借此時代戰略機遇,長江沿岸港口城市掀起了建設內河航運中心的熱潮。在長江上游,重慶作為中國西部唯一具有黃金水道的直轄市,2002年12月在其政府第125次常務會議上,首次提出了震驚整個長江流域的打造長江上游航運中心的宏偉計劃,并以三峽庫區蓄水工程為契機,于2008年分別獲得了交通運輸部和國務院的建設支持,最終于2011年1月被確立為重慶長江上游航運中心。在長江中游,武漢作為我國中部地區的中心城市和長江中上游最大的港口城市,2005年湖北省首次提出了武漢建設長江中游航運中心的戰略構想,最終于2011年1月由國務院發文首次明確武漢長江中游航運中心地位。

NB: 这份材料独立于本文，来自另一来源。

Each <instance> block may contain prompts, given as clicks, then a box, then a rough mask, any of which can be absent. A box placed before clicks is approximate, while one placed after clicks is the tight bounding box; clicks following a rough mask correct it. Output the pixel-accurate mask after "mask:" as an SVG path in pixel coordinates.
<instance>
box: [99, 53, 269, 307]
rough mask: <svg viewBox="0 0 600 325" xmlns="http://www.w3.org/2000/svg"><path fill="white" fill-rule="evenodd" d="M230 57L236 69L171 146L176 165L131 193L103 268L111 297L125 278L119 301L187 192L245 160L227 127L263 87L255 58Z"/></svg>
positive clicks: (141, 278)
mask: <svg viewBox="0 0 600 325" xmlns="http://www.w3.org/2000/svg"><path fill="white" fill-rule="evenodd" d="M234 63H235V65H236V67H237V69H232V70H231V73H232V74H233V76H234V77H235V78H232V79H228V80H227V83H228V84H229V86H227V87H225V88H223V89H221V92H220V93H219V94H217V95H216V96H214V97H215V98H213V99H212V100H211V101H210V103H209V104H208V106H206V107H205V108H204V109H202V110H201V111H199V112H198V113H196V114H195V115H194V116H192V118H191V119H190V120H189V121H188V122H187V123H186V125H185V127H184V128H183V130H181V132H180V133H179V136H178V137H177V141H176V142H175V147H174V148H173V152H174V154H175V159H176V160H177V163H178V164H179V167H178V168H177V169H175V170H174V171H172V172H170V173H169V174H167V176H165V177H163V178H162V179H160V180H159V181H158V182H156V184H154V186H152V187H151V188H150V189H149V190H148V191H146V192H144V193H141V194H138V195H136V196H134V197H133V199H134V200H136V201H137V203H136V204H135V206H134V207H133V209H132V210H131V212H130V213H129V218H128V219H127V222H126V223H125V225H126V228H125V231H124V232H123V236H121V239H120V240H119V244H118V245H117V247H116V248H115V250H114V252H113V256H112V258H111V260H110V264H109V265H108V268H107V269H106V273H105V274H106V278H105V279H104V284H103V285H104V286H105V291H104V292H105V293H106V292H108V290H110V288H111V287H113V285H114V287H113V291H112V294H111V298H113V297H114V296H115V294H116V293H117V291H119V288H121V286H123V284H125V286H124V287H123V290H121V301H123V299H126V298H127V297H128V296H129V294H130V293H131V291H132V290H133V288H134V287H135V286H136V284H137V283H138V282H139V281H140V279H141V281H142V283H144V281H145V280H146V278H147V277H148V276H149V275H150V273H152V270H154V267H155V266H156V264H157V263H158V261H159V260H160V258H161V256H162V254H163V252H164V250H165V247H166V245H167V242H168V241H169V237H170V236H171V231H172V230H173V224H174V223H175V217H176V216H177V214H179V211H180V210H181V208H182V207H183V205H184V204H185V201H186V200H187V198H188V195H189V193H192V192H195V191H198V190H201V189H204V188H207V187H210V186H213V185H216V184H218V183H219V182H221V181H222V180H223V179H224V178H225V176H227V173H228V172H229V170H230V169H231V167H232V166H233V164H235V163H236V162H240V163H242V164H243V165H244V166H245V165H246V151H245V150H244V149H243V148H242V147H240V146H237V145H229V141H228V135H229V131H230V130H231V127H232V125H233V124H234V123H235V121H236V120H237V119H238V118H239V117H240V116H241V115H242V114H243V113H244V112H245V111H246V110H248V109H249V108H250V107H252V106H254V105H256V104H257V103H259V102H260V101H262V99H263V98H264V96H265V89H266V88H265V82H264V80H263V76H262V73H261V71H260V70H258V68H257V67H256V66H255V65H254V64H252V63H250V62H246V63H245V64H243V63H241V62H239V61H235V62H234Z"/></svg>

在長江下游,相比于重慶和武漢的區域優勢,南京由于地處長三角入??趨^域,且與上海國際航運中心距離太近,其航運中心定位之路一直頗為曲折,2005年南京與國際航運中心稱號錯失良機;2011年又與我國三大航運中心地位失之交臂,2013年在《依托長江建設中國經濟新支撐帶指導意見》研究起草工作動員會議中,南京仍未被列入航運中心范疇。但南京力爭“增補”長江經濟帶航運中心,終于2014年9月25日被確立為南京區域性航運物流中心。至此,長江上中下游內河航運中心的雛形定位基本明晰,其主要政策規劃見圖1。

圖1 長江內河三大航運中心的主要政策規劃
從圖1不難發現,長江內河三大航運中心的前瞻性規劃與國家的可行性論證是其地位確立的重要政策引導途徑,其政策規劃歷程具有相似性和借鑒性。

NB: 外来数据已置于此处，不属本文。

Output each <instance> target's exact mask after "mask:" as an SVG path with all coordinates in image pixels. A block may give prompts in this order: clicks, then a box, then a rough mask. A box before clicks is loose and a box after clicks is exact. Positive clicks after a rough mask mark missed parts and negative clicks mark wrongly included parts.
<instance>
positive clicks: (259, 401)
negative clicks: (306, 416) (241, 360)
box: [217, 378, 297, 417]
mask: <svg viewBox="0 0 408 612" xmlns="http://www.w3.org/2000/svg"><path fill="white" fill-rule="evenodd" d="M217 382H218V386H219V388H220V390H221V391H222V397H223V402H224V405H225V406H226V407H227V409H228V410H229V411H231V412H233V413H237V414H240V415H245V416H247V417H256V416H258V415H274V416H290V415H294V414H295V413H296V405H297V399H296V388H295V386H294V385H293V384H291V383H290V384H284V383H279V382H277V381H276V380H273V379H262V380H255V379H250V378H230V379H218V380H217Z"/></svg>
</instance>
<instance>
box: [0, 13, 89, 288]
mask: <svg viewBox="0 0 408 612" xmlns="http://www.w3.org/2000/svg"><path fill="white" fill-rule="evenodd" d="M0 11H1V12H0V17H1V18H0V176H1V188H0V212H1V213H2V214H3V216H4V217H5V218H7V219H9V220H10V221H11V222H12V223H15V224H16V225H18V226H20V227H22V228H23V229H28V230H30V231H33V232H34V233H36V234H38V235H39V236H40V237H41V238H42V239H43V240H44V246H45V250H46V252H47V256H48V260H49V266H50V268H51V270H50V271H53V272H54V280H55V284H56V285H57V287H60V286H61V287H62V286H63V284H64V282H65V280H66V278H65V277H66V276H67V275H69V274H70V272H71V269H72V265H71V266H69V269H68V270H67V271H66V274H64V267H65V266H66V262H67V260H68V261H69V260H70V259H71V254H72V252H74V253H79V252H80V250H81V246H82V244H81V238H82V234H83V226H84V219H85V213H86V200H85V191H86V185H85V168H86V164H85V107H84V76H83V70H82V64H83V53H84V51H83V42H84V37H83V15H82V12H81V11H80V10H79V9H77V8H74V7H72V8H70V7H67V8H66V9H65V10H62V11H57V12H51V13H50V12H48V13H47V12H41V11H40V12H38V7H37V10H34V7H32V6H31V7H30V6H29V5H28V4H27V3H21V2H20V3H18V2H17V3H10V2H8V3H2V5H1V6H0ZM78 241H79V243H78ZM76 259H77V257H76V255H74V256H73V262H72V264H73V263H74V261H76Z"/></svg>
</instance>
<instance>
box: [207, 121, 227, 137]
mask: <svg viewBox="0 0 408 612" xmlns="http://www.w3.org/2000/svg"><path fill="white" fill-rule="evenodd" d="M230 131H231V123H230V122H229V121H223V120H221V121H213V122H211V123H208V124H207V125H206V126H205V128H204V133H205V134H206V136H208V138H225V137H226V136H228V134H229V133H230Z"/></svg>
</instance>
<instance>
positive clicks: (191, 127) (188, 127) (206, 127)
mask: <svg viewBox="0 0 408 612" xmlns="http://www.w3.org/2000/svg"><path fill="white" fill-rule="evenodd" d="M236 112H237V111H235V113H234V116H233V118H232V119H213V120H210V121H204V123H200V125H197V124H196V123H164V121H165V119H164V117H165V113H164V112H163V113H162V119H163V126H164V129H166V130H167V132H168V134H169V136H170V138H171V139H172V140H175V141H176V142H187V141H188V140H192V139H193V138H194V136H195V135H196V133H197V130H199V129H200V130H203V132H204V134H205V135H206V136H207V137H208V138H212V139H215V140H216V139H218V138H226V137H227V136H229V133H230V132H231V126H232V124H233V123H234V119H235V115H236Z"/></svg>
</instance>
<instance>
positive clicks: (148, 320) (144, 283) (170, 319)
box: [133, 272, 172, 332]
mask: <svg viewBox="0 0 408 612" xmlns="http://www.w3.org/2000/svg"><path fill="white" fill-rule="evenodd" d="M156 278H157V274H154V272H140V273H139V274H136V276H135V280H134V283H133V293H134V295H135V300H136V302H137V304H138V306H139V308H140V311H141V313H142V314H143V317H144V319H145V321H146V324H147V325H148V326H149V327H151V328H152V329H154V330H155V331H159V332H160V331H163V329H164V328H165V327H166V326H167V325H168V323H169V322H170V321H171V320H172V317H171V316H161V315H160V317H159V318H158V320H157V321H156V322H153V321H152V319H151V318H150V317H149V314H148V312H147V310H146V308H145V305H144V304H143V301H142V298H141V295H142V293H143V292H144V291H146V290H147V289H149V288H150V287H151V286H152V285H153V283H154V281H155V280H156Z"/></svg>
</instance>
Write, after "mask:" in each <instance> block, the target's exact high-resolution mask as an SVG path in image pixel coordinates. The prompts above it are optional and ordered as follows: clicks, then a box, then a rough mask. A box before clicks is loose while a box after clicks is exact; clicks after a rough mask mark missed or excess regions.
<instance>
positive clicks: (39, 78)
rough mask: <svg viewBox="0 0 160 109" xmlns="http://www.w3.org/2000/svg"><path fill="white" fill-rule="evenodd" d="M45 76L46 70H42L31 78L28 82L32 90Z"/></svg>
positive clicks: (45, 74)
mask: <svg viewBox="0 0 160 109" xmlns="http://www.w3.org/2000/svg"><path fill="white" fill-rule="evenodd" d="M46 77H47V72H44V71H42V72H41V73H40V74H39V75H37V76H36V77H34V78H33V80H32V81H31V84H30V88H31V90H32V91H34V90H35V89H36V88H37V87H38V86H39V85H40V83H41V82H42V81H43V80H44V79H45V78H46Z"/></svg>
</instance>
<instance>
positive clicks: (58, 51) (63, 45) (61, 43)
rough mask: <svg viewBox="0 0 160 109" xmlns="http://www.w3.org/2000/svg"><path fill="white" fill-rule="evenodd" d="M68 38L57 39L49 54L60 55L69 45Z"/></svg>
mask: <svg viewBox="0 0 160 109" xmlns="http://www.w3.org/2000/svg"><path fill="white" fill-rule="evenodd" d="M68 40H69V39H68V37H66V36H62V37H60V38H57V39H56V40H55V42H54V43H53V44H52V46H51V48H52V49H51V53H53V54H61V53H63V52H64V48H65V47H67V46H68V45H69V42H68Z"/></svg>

重慶熟知精進建設,是長江內河三大航運中心最早提出戰略構想的城市,此后又牢牢把握住重慶直轄、三峽成庫、城鄉統籌等重大發展機遇,始終走在國家政策支持的最前沿。重慶從兩方面給予了政策支持:自身制定相關政策,從資金、項目立項、土地政策、稅收、優惠政策等方面給予支持;積極爭取上級部門支持,確保航運中心建設獲得國務院及交通運輸部的認可。
武漢推進政策效應,其戰略構想的提出及獲得交通運輸部的支持略晚于重慶,但借助長江黃金水道建設與國家啟動的中西部建設良機,較早地確立了其長江中游航運中心地位,尤其近年來湖北省和武漢市出臺了系列指導意見,表明了地方推進建設航運中心的決心和毅力。武漢主要從五個方面進行政策支持:省政府出臺扶持政策,設立水運及港口發展專項資金;市政府巨資投入航道、港口和船舶運力及支持保障系統的建設;制定建設“武漢新港”戰略決策;編制新港規劃并設立新港管理機構;建設航運中心大廈。
南京加快規劃步伐,明文確立其航運中心戰略構想時間最晚,加之其地處長江口,具備的是內陸內河運輸與沿海遠洋運輸樞紐的雙重功效,一定程度影響了其對內河航運的重視程度;同時南京在2013年才批復了《南京市長江航運物流中心規劃》,間接導致了國家在2014年才將其納入長江內河航運中心范疇。雖然近年來依托長江黃金水道建設內河航運的熱度不減,但南京航運地緣交重、港口發展緩慢,加之地方政策引導相對遲滯,造成其航運中心定位之路頗為坎坷。但南京正積極推進其航運物流中心建設,目前重點圍繞港口規劃建設、完善公鐵水集疏運條件、優化物流發展環境、出臺發展扶持政策等方面開展工作,以政策、資金等為手段加快港口物流發展,推動航運中心建設速度。
鑒于此,內河航運中心的發展定位離不開政策引導,地方的政策規劃與國家的政策支持是相輔相成、相互制約的關系,反觀各航運中心的定位歷程,前瞻性規劃是其重要的抉擇因素。
此外,相比國際航運中心基于經貿定位的三種模式,正如倫敦之于服務型、香港和新加坡之于中轉型、鹿特丹之于腹地型,我國航運中心的確立主要是圍繞國家的地緣戰略部署,正如沿海城市被確立為國際航運中心一樣,上海之于長三角、天津之于環渤海、大連之于東北振興。針對內河城市,戰略模式依舊,重慶之于西部大開發、武漢之于中部崛起,南京攜手上海之于長三角,以實現之間的互補和錯位發展,國家將南京定義為區域性物流中心,定位十分明晰。相比之下,合肥“江淮航運中心”與濟寧“山東內河航運中心”的國家戰略意義相形見絀。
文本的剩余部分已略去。